18. И я давно думал, что, презрев мирские надежды, со дня на день откладываю следовать за Тобой Одним, потому что не являлось мне ничего определенного, куда направил бы я путь свой. И вот пришел день, когда я встал обнаженный перед самим собой, и совесть моя завопила: «Где твое слово? Ты ведь говорил, что не хочешь сбросить бремя суеты, так как истина тебе неведома. И вот она тебе ведома, а оно все еще давит тебя; у них же, освободивших плечи свои, выросли крылья: они не истомились в розысках и десятилетних (а то и больше) размышлениях». Так, вне себя от жгучего стыда, угрызался я во время понтицианова рассказа. Беседа окончилась, изложена была причина, приведшая его к нам, и он ушел к себе, а я — в себя. Чего только не наговорил я себе! Какими мыслями не бичевал душу свою, чтобы она согласилась на мои попытки идти за Тобой! Она сопротивлялась, отрекалась и не извиняла себя. Исчерпаны были и опровергнуты все ее доказательства, но осталась немая тревога: как смерти боялась она, что ее вытянут из русла привычной жизни, в которой она зачахла до смерти.

VIII

19. В этом великом споре во внутреннем дому моем, поднятом с душой своей в самом укромном углу его, — в сердце моем, — кидаюсь я к Алипию и с искаженным лицом, в смятении ума кричу: «Что ж это с нами? ты слышал? поднимаются неучи и похищают Царство Небесное, а мы вот с нашей бездушной наукой и валяемся в плотской грязи! или потому, что они впереди, стыдно идти вслед, а вовсе не идти не стыдно?» Не знаю, что я еще говорил в том же роде; в своем волнении я бросился прочь от него, а он, потрясенный, молчал и только глядел на меня: речи мои звучали необычно. О моем душевном состоянии больше говорили лоб, щеки, глаза, цвет лица, звук голоса, чем слова, мною произносимые.
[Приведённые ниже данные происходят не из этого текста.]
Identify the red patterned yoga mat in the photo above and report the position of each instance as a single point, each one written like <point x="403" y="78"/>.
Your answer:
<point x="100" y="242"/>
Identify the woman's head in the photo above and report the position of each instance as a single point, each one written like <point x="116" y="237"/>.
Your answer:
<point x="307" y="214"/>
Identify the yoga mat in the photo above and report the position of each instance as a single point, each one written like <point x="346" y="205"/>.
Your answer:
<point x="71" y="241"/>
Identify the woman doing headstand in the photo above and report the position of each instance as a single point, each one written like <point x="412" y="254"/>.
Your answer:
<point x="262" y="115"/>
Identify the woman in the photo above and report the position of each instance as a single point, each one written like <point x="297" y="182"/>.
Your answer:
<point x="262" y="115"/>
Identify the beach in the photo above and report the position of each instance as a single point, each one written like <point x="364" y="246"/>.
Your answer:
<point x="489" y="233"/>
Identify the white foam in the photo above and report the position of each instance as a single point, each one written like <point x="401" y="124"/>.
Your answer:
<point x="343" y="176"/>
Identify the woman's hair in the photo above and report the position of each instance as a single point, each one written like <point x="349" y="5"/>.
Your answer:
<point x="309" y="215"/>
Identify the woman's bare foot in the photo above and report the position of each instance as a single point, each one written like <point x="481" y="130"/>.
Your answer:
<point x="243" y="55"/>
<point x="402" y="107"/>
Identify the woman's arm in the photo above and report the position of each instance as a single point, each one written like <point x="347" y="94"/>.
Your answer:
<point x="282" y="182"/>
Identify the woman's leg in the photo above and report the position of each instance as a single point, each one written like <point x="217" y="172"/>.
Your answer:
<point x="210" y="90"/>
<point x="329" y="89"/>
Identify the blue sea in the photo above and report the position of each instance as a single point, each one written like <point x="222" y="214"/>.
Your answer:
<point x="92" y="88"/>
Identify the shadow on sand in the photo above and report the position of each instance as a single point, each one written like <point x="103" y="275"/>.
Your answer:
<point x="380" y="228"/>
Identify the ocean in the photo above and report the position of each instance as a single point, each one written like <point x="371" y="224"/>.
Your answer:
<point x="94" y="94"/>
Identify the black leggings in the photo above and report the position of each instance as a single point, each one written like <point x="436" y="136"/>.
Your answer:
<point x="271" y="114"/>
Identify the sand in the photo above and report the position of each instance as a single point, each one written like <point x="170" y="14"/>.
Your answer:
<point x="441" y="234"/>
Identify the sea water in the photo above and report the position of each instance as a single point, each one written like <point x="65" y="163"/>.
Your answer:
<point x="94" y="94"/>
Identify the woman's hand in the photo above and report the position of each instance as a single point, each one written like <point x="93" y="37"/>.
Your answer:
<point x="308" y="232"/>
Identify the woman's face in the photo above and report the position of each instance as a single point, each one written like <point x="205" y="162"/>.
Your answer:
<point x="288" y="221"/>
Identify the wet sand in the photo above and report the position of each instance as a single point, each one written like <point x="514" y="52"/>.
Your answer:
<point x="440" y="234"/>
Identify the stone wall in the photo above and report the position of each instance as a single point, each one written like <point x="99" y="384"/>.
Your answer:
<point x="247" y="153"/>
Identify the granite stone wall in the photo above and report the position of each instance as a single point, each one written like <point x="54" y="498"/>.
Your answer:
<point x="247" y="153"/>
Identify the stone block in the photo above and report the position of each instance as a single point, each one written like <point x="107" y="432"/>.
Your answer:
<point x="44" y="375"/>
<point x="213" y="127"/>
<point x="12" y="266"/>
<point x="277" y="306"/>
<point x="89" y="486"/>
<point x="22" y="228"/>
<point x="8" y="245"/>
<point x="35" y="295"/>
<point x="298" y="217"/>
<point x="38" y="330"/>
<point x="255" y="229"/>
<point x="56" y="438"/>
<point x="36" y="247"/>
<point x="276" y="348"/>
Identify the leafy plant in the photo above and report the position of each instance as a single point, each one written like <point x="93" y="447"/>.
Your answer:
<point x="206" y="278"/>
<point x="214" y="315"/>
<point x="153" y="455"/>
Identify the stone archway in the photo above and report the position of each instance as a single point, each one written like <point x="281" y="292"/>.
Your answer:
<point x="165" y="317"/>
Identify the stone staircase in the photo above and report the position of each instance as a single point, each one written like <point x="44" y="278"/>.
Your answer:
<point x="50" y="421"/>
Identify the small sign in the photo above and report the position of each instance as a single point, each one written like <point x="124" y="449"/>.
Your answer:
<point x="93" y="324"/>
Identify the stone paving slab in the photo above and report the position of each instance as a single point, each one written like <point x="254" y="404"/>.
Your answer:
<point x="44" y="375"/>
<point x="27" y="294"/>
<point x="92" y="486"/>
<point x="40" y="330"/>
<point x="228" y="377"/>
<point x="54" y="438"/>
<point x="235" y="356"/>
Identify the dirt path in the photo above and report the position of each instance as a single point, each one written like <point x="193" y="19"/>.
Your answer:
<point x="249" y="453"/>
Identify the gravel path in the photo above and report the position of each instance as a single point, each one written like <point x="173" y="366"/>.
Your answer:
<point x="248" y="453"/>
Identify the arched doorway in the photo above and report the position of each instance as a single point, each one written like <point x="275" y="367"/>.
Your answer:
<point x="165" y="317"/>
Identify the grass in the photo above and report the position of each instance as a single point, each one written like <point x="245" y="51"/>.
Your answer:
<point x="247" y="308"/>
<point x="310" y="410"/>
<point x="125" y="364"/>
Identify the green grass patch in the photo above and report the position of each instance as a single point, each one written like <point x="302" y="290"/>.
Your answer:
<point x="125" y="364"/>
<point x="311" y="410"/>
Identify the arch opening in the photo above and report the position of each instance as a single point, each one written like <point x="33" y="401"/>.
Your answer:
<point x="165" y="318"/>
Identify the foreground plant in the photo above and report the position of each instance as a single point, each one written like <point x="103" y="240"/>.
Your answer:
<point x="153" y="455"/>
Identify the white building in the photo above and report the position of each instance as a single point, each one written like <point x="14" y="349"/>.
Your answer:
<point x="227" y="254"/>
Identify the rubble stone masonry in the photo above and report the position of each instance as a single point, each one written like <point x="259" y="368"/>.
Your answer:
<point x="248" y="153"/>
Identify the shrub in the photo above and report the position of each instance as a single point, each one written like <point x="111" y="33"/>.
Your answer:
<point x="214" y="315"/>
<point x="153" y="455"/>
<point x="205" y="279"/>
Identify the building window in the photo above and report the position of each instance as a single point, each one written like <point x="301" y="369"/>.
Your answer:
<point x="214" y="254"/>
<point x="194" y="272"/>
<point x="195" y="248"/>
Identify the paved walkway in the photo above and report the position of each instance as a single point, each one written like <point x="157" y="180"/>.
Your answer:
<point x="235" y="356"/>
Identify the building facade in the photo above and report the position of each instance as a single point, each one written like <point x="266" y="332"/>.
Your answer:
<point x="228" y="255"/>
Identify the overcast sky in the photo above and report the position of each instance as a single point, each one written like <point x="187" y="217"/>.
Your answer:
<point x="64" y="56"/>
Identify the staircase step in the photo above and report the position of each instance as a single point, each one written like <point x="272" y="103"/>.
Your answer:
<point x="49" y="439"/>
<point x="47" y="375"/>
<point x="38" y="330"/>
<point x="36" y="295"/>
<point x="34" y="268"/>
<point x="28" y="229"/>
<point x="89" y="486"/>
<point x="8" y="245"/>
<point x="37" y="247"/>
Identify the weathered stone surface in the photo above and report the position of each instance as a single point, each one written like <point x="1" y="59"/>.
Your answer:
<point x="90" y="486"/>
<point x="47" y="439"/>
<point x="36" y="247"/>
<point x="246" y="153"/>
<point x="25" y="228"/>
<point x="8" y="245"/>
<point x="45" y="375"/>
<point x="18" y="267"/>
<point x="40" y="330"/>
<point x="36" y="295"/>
При нашем обиталище находился садик, которым мы пользовались, как и всем домом, потому что владелец дома, нас приютивший, тут не жил. В своей сердечной смуте кинулся я туда, где жаркой схватке, в которой я схватился с собой, никто не помешал бы до самого конца ее — Ты знал какого, а я нет: я безумствовал, чтобы войти в разум, и умирал, чтобы жить; я знал, в каком я зле, и не знал, какое благо уже вот-вот ждет меня. Итак, я отправился в сад и за мной, след в след, Алипий. Его присутствие не нарушало моего уединения. И как бы он оставил меня в таком состоянии? Мы сели как можно дальше от построек. Душа моя глухо стонала, негодуя неистовым негодованием ьа то, что я не шел на союз с Тобой, Господи, а что надобно идти к Тебе, об этом кричали «все кости мои» и возносили хвалой до небес. И не нужно тут ни кораблей, ни колесниц четверкой, ни ходьбы: расстояния не больше, чем от дома до места, где мы сидели. Стоит лишь захотеть идти, и ты уже не только идешь, ты уже у цели, но захотеть надо сильно, от всего сердца, а не метаться взад-вперед со своей полубольной волей, в которой одно желание борется с другим, и то одно берет верх, то другое.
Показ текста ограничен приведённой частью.